An intuitionist would say that humans only have their moral hunches and intuitions to guide them, so we have to rely on this by default. Unlike the scientific world in the world of morals, an intuitive moral decision is often held to be right because the person feels it to be so. This can be seen as a criticism of intuitionism because moral decisions making is more of an art form that an exact science. The apparent weaknesses of intuitionism could be summed up by saying when asking ‘why should I be good? ‘ ‘Because you just know you should’.
Emotivism, as its name suggests, is the moral theory based on people’s emotive responses to other people, events, situations, viewpoints and principles. Emotive response in this context is simply referring to a person’s feelings about something.
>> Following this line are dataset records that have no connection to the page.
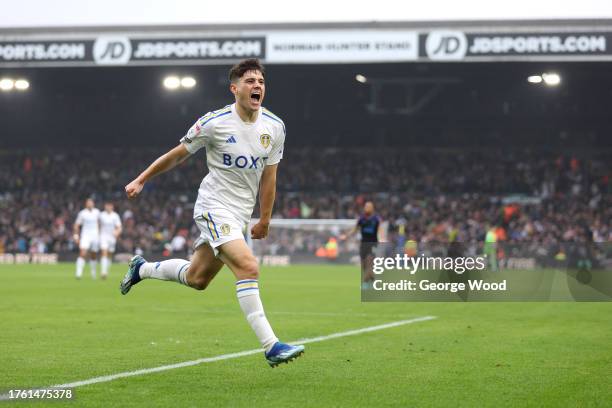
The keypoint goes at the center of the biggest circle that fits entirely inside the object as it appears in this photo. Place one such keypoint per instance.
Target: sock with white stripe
(105, 265)
(92, 264)
(172, 269)
(247, 291)
(80, 266)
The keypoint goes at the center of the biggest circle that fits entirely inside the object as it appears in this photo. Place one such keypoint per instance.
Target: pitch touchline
(112, 377)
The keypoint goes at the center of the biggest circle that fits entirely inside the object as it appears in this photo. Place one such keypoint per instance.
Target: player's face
(249, 90)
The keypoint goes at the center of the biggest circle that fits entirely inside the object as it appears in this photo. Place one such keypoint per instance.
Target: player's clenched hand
(134, 188)
(260, 230)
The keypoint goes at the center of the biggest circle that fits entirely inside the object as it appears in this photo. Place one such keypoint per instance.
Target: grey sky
(36, 13)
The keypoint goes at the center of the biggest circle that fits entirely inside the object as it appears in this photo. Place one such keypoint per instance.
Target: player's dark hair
(251, 64)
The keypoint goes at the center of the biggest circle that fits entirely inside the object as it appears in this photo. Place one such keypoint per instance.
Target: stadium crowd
(426, 194)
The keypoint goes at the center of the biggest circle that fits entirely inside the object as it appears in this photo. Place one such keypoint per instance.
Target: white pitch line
(112, 377)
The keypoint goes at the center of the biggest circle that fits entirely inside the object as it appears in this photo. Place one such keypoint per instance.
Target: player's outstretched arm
(267, 193)
(161, 165)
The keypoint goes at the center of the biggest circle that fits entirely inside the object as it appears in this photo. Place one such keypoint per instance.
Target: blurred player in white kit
(87, 236)
(110, 229)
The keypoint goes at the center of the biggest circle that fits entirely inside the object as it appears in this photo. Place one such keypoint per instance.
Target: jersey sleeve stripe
(207, 118)
(214, 225)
Thus, Emotivism is concerned principally, if not exclusively, with how people feel about something. This can be clearly seen in someone who says abortion is wrong, because according to Emotivism all they are doing is announcing how they feel about abortion. Even if they give a number of reasons why they feel this way, for example it goes against the sanctity of life.
All the person is doing is finding other reasons which appeal to their emotions in order to support their initial position. When we remove all the so called rational reasons or arguments for doing A rather than B or believing in X rather than Y, then at root what we are left with is just a personal preference based on feelings of approval or disapproval. This is why the theory is commonly known as the ‘Boo-Hurrah’ theory; when a statement is approved of the response is ‘Hurrah’ and when a statement is disapproved of then the response is ‘Boo’.
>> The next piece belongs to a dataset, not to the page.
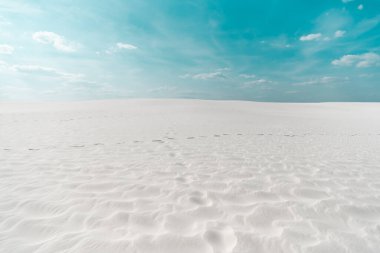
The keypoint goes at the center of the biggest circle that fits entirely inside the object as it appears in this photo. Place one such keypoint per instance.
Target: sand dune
(189, 176)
The weaknesses of the emotive theory of ethics are as follows; most people believe the need for a moral code. Most moral codes prescribe anti-social acts such as murder, stealing, cheating, deceiving, offending others. Integrity, honesty, loyalty, ‘decency’ are also common moral requirements. If there is such a thing as a basic moral code, then Emotivism which is relative cannot be an exhaustive or complete system. Also, if everyone operates morally solely on their emotions then there should never be the problem of what to do, they would simply follow their strongest feeling on the issue.
However, reality is different. For example; I may have huge sympathy for an elderly patient in pain, imploring me as her doctor to put her out of her misery. I have to force myself against my feelings, reasoning that her life is sacred, and I have no right to play God. Another problem with the relativism inherent in Emotivism is the difficulty of deciding where to draw the line of tolerance. If a Satanist is preaching hatred or murder as a ‘good’ thing in his eyes should he be opposed vociferously, or in any other way, or not at all?
After all, if he feels the emotion of hatred is the best basis of his moral code; from an emotive-relativist point of view I should do nothing unless he actually harms someone. Moreover, Alasdair McIntyre believes that Emotivism is bankrupt as an ethical theory because it lacks any moral absolutes. According to McIntyre the implications of Emotivism on society would be that social relations become manipulative because each person relates to everyone else morally in terms of their own individual emotions, not in terms of absolute moral values. This leads to people being a means to our own ends, instead of being ends in themselves.